Thorn of Truth
Scions of the DuskLuhan tossed the gun away as he broke down in tears.
“I’m sorry, I’m sorry,” he sobbed helplessly upon realizing what he had just done to his family. Sehun watched his world crumbled that night, and it broke his heart, too. Luhan hated himself for getting fooled into thinking that someone had actually found his father’s murderer, for blaming Sehun about it and for pointing a gun onto his head almost without hesitation. He felt like a terrible person, and his heart hurt like hell.
It hurt to cry. It hurt to think. It hurt to breathe. Everything hurts.
Kneeling down before his weeping stepbrother, Sehun offered a hand as Luhan wavered at this gentle gesture. “Come on, let’s get you treated and go home,” said Sehun as calmly as he could, a wistful small smile was etched on his face which exuded with relief and sincerity. “Come home with me, Han.”
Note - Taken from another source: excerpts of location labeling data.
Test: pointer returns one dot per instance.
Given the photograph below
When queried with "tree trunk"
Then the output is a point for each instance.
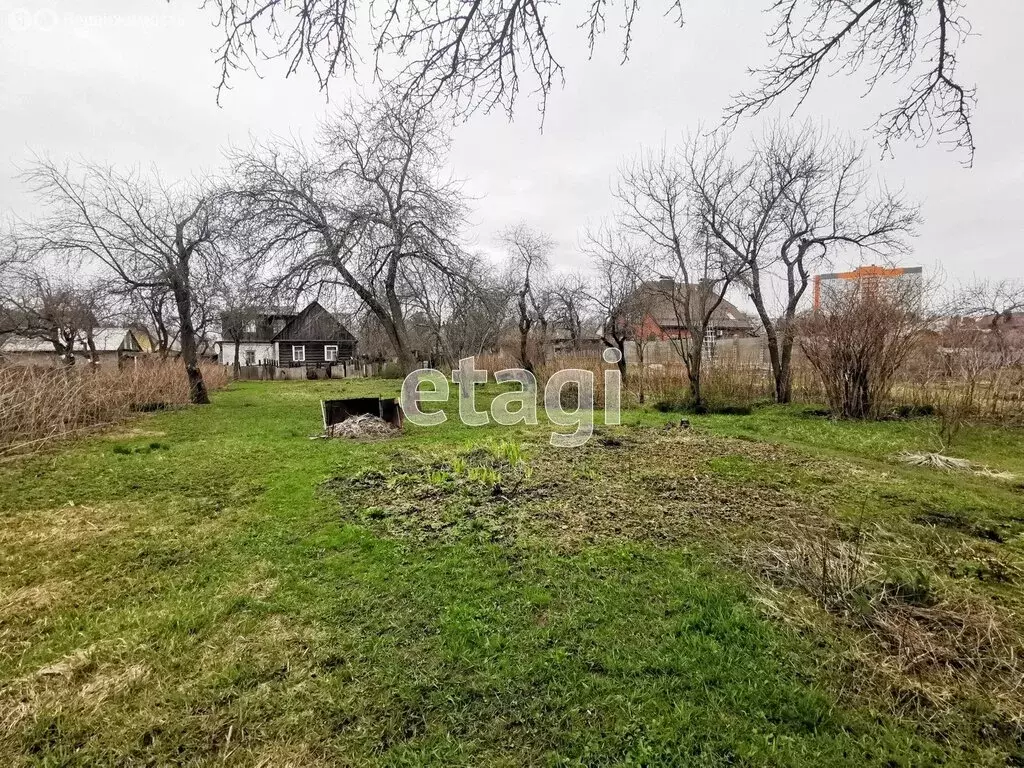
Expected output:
(693, 366)
(189, 350)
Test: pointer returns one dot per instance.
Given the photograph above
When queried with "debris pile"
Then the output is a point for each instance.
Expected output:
(365, 425)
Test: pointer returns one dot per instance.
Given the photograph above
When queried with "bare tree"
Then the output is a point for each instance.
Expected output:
(153, 309)
(151, 236)
(800, 197)
(463, 316)
(243, 299)
(658, 194)
(359, 210)
(474, 53)
(621, 265)
(529, 251)
(50, 307)
(893, 41)
(570, 303)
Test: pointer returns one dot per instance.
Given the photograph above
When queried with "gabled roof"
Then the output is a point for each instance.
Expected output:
(313, 324)
(662, 294)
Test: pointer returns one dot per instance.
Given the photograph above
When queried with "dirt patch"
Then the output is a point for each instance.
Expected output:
(638, 484)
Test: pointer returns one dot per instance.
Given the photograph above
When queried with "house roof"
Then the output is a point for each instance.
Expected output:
(25, 344)
(313, 324)
(664, 293)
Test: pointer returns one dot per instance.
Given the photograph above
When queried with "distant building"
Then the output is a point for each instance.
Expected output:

And Luhan felt safe again.
ARI’s POV
My whole life, I believed that Sehun was the one. My first and last love. I had so many dreams of the future; simple dreams of the two of us being happy together. I thought we were endgame. I hoped that if we ever separated, he would at least cry for me because he loved me more than I have ever loved him. But I guess, this is just what first love is.
Sweet while it lasts, painful once it ends.
I thought I was the only one suffering then, but the truth is, I was just being selfish. I wanted to feel better, so I hated everyone but myself. I tried to mend something that was beyond repair.
It took me a while to see that I was the most selfish person I know.
Sehun may be my first love, but was I really his first love? I wondered as I looked at him and Luhan together with the gang. Sehun looked at his stepbrother in a way that he’d never looked at me. I didn’t wanna believe it, or assume things, but my heart was telling me there was definitely longing in his gaze. And that wasn’t even the first time I noticed it. I just kept on denying, and denying, and denying, repeatedly.
I followed them at the aquarium that time. I was curious to no end. As a matter of fact, Sehun couldn’t take his eyes off of Luhan. I was against it. I wanted to go crazy. I felt like attacking them, but I just froze. I ended up running outside, crying like a pitiful baby. I was so pitiful to the point that I couldn’t even think of anyone to call for support. I had no best friends. Just Sehun.